Víctor Gómez Pin
Uno de los apartados del título II capítulo I artículo 25 de la ley de protección animal relativo a “prohibiciones generales con respecto a los animales de compañía y silvestres en cautividad”, establece la prohibición de “utilizarlos de forma ambulante como reclamo. Sin que este precepto cuestione el derecho de las personas sin hogar a ir acompañadas de sus animales de compañía” (sic).

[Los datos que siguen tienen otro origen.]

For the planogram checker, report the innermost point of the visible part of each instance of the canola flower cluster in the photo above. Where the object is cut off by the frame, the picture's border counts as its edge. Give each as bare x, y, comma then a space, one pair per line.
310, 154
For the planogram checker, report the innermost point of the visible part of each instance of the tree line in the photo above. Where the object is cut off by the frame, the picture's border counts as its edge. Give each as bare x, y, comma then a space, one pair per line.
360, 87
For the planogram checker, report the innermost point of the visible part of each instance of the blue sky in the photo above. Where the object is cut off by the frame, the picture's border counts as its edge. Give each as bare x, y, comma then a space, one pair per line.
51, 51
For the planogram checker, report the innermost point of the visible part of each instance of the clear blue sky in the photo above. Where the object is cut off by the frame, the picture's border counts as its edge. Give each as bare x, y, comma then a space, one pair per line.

Al leerlo surge de inmediato la pregunta: en lugar de hacer excepción a una regla considerada exigencia moral para, digamos, compensar por la condición de ser humano sin hogar, ¿no cabría erigir en imperativo el abolir la condición misma de “persona sin hogar”? La cuestión roza el sarcasmo: tratándose de protección de animales “domésticos”, se hace excepción para los seres privados de “domos”, es decir, de casa.
Queda lejos el Marx de los Manuscritos, y desde luego lejos el Marx que, lector de Hegel, criticaba el idealismo del maestro, pero proyectaba sobre la arena política la tensión conceptual y el ansia de confrontación que atraviesa la hegeliana Ciencia de la Lógica. La política se ve reflejada en el espejo de la prudencia. No hay peligro de caer en sueños de la razón. De hecho, el peso de la razón como singularidad está en entredicho. Tratándose de justicia, Jeremy Bentham gana a Kant la partida: el criterio para saber quién no puede ser instrumentalizado no es si es susceptible de hablar y razonar, sino meramente el ser dotado de sentidos y en consecuencia susceptible de sufrir. En las ciudades de occidente no hay rumor de niños. Los parques se llenan de ancianos y canes.